Emission reduction treaties

Emission reduction projects aim to reduce carbon dioxide (CO2) and other greenhouse gas (GHG) emissions. They often generate carbon credits which can be traded in international or voluntary markets.

The United Nations Framework Convention on Climate Change (UNFCCC) is one of the two treaties which were opened for signature at the 1992 United National Conference on the Environment and Development (UNCED), the other being the Convention on Biological Diversity. The ultimate objective of the UNFCCC was to stabilise GHG concentrations.
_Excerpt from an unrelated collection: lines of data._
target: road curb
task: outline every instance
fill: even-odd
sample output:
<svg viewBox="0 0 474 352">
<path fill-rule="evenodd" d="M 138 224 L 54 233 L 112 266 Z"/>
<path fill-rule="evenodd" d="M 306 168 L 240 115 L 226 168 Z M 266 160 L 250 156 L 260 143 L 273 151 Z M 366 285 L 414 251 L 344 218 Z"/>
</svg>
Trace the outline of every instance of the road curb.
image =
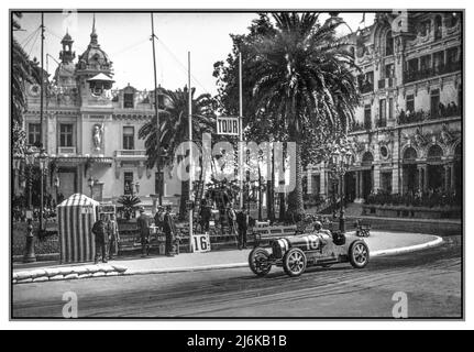
<svg viewBox="0 0 474 352">
<path fill-rule="evenodd" d="M 124 276 L 132 275 L 148 275 L 148 274 L 172 274 L 172 273 L 185 273 L 185 272 L 208 272 L 224 268 L 239 268 L 246 267 L 249 263 L 233 263 L 233 264 L 216 264 L 216 265 L 202 265 L 194 267 L 170 267 L 170 268 L 158 268 L 158 270 L 143 270 L 143 271 L 126 271 L 123 273 Z"/>
<path fill-rule="evenodd" d="M 389 249 L 389 250 L 381 250 L 381 251 L 371 252 L 371 257 L 417 252 L 417 251 L 427 250 L 427 249 L 430 249 L 433 246 L 438 246 L 438 245 L 442 244 L 443 242 L 444 241 L 442 238 L 436 235 L 434 240 L 427 242 L 427 243 L 414 244 L 414 245 L 403 246 L 399 249 Z"/>
<path fill-rule="evenodd" d="M 440 237 L 434 237 L 434 238 L 436 238 L 434 240 L 427 242 L 427 243 L 408 245 L 408 246 L 403 246 L 403 248 L 398 248 L 398 249 L 373 251 L 373 252 L 371 252 L 371 257 L 379 257 L 379 256 L 386 256 L 386 255 L 388 256 L 388 255 L 417 252 L 417 251 L 427 250 L 430 248 L 438 246 L 444 242 L 443 239 Z M 132 271 L 129 271 L 129 270 L 124 268 L 125 271 L 123 271 L 123 268 L 122 268 L 121 273 L 114 273 L 115 275 L 110 275 L 110 274 L 107 275 L 108 273 L 103 273 L 104 275 L 101 275 L 100 277 L 207 272 L 207 271 L 216 271 L 216 270 L 240 268 L 240 267 L 247 267 L 247 266 L 249 266 L 249 263 L 244 262 L 244 263 L 232 263 L 232 264 L 202 265 L 202 266 L 194 266 L 194 267 L 186 267 L 185 266 L 185 267 L 170 267 L 170 268 L 157 268 L 157 270 L 135 270 L 135 271 L 132 270 Z M 99 272 L 100 272 L 100 270 L 99 270 Z M 59 280 L 59 279 L 66 280 L 66 279 L 88 278 L 88 277 L 95 277 L 95 276 L 85 275 L 82 277 L 79 276 L 79 277 L 74 277 L 74 278 L 73 277 L 66 278 L 65 276 L 63 276 L 63 277 L 57 277 L 55 279 L 56 280 Z M 99 276 L 96 276 L 96 277 L 99 277 Z M 51 278 L 48 280 L 51 280 Z M 23 279 L 20 282 L 18 279 L 13 278 L 13 284 L 32 283 L 32 282 L 36 283 L 36 282 L 41 282 L 41 280 Z M 44 280 L 44 282 L 46 282 L 46 280 Z"/>
</svg>

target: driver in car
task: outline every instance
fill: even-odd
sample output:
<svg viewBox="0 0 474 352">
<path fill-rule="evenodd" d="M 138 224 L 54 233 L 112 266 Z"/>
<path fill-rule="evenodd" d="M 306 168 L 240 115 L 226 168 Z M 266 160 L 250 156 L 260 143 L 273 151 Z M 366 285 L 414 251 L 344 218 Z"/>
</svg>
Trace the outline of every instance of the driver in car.
<svg viewBox="0 0 474 352">
<path fill-rule="evenodd" d="M 321 221 L 315 221 L 313 229 L 317 235 L 321 239 L 322 244 L 327 244 L 331 239 L 331 232 L 322 228 Z"/>
</svg>

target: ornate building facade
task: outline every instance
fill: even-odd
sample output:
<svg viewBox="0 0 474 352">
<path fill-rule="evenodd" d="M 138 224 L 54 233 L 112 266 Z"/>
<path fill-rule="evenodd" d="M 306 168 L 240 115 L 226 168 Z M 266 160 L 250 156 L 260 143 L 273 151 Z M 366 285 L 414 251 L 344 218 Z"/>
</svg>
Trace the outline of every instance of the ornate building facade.
<svg viewBox="0 0 474 352">
<path fill-rule="evenodd" d="M 66 198 L 82 193 L 102 201 L 133 193 L 145 205 L 158 191 L 174 198 L 180 183 L 169 170 L 161 176 L 156 168 L 146 167 L 144 141 L 137 136 L 155 114 L 153 91 L 139 91 L 130 84 L 113 89 L 112 62 L 98 42 L 95 25 L 77 61 L 68 33 L 60 43 L 60 63 L 44 94 L 43 140 L 51 161 L 47 193 Z M 40 91 L 37 85 L 27 89 L 29 145 L 40 142 Z M 158 189 L 159 177 L 164 189 Z"/>
<path fill-rule="evenodd" d="M 461 191 L 462 13 L 377 13 L 348 37 L 361 106 L 349 139 L 348 200 L 371 193 Z M 328 165 L 309 168 L 311 190 L 332 194 Z"/>
</svg>

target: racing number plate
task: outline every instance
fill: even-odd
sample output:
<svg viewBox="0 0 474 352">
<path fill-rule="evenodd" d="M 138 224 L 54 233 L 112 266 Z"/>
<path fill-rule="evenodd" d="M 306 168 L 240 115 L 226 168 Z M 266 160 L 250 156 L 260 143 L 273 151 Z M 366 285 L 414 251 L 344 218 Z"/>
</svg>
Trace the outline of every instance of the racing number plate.
<svg viewBox="0 0 474 352">
<path fill-rule="evenodd" d="M 211 251 L 209 233 L 192 234 L 192 252 L 205 253 Z"/>
</svg>

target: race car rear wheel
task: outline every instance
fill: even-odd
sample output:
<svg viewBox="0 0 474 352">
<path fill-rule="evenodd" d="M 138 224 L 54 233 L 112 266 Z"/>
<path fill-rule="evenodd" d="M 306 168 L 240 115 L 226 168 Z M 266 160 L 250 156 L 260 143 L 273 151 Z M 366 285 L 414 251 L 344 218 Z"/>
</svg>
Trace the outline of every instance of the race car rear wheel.
<svg viewBox="0 0 474 352">
<path fill-rule="evenodd" d="M 368 248 L 365 242 L 355 241 L 349 250 L 349 262 L 355 268 L 363 268 L 370 258 Z"/>
<path fill-rule="evenodd" d="M 283 270 L 288 276 L 299 276 L 306 270 L 307 258 L 300 249 L 290 249 L 283 257 Z"/>
<path fill-rule="evenodd" d="M 261 248 L 253 249 L 249 254 L 249 266 L 257 276 L 265 276 L 272 270 L 272 264 L 268 263 L 269 253 Z"/>
</svg>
For more information, see Practice Note: UNFCCC 1992—snapshot.

The Kyoto Protocol committed developed economies in Annex I to the UNFCCC (Annex I parties) to detailed reductions in GHG emissions through a number of methods, including flexible mechanisms.

Eligibility requirements applied for Annex I parties to participate in the Kyoto-based flexible mechanisms.

For more information, see Practice Notes:

  1. Kyoto Protocol 1997—snapshot [Archived]

  2. Kyoto Protocol—eligibility, compliance and enforcement [Archived]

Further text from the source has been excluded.